Archer has raised $301.75 million , further reinforcing Archer’s strong financial position and strategically positioning it to accelerate the development of its hybrid aircraft platform for the defense market and beyond.

Leading institutional investors participated in this financing, including funds and accounts managed by BlackRock. This raise brings Archer’s total liquidity position to ~$1 billion. Archer has long maintained one of the strongest balance sheets in the industry, and this additional capital further strengthens its position, the company says.

With its further reinforced balance sheet, Archer also continues to be well-positioned for its commercialization effort. Paired with the completion of construction of its ARC manufacturing facility, continued progress towards FAA certification and launch of its cross-industry consortium in the UAE, Archer is tracking well towards its goals in 2025 and beyond.

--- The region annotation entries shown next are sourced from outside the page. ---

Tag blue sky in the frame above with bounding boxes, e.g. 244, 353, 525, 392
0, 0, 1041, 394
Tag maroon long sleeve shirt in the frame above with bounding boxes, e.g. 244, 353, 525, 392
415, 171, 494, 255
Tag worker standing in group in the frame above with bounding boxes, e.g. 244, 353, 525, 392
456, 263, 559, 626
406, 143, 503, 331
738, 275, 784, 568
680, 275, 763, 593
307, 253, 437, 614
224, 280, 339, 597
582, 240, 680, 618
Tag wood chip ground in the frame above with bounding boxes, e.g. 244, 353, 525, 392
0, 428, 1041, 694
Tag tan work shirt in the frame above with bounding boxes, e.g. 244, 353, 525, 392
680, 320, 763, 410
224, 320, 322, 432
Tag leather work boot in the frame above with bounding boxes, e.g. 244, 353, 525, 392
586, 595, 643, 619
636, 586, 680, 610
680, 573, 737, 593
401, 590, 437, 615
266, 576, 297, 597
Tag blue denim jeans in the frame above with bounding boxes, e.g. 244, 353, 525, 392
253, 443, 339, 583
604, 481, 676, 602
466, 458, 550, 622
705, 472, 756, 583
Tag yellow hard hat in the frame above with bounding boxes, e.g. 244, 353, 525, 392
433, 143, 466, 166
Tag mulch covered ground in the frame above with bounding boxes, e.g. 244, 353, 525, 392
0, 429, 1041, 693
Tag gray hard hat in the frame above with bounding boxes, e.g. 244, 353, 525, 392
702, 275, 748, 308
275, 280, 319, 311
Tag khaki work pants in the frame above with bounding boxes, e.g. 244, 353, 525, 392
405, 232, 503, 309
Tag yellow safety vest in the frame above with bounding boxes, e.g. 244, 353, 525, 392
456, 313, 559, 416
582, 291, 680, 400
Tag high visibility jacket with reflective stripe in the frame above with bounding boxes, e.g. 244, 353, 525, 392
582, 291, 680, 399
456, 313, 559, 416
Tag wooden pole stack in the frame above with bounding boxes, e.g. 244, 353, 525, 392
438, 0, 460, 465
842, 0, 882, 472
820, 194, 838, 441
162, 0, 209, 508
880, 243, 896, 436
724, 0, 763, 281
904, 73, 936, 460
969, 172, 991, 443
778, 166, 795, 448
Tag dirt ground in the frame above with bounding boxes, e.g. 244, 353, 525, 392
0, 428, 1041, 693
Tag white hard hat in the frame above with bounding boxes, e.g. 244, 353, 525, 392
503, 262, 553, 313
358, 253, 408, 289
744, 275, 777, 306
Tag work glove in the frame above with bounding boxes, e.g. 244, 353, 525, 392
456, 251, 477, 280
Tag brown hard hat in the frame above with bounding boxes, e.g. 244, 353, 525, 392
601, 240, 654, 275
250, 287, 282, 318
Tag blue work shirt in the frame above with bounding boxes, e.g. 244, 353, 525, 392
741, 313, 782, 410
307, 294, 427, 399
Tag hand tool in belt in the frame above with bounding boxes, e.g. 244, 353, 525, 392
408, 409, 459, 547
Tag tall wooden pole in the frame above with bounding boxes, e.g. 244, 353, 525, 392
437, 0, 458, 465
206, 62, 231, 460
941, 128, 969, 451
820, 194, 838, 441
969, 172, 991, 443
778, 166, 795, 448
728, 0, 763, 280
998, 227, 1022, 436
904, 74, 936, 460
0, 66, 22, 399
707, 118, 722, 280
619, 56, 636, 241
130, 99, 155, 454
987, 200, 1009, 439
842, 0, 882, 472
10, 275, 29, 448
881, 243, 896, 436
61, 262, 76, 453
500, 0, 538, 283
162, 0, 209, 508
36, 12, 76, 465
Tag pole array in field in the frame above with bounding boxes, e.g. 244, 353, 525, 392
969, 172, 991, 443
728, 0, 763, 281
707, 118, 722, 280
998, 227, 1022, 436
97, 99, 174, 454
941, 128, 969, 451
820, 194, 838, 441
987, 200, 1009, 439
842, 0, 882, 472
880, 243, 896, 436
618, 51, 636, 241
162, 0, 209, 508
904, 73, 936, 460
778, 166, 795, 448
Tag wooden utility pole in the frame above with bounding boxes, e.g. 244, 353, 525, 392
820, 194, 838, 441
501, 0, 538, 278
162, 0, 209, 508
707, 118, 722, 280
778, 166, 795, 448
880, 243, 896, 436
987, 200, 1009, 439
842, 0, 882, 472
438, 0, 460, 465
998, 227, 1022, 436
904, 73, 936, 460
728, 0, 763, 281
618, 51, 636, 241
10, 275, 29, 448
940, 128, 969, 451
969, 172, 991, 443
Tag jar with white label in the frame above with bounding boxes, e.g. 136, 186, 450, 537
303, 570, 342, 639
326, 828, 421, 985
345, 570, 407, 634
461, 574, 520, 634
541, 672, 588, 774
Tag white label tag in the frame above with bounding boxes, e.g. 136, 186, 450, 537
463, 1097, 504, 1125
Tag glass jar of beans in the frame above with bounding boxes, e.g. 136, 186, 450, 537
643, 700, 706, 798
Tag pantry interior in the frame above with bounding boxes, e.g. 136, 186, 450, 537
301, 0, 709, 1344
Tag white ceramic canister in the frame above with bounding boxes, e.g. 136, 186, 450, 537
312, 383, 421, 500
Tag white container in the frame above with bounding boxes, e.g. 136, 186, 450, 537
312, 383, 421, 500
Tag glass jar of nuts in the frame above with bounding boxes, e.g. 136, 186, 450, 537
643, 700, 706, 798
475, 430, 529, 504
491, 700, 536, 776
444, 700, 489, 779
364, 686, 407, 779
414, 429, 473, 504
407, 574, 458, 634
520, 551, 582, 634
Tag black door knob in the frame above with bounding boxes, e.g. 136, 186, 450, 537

Archer also reported that its Q4 2024 GAAP operating expenses will be within the range of $120 million to $140 million and total non-GAAP operating expenses are in line with its guidance range of $95 million to $110 million. Archer is also confirming that it does not expect that its total non-GAAP operating expenses for the first quarter of 2025 will materially increase over this Q4 guided range.

The financing provided for the purchase and sale of 35,500,000 shares of Archer’s Class A common stock at a price of $8.50 per share based on a volume-weighted average price of the Class A common stock, in a registered direct offering. The net proceeds from the offering announced today will be used for the development of next generation aircraft manufacturing capabilities related to this effort, including batteries and composites, and the remainder for general corporate purposes. The shares of Class A common stock were offered pursuant to an automatic shelf registration statement on Form S-3ASR (File No. 333-284812) filed with the United States Securities and Exchange Commission (“SEC”) on February 11, 2025, which became automatically effective upon filing. Moelis & Company LLC is acting as the exclusive placement agent in connection with this offering.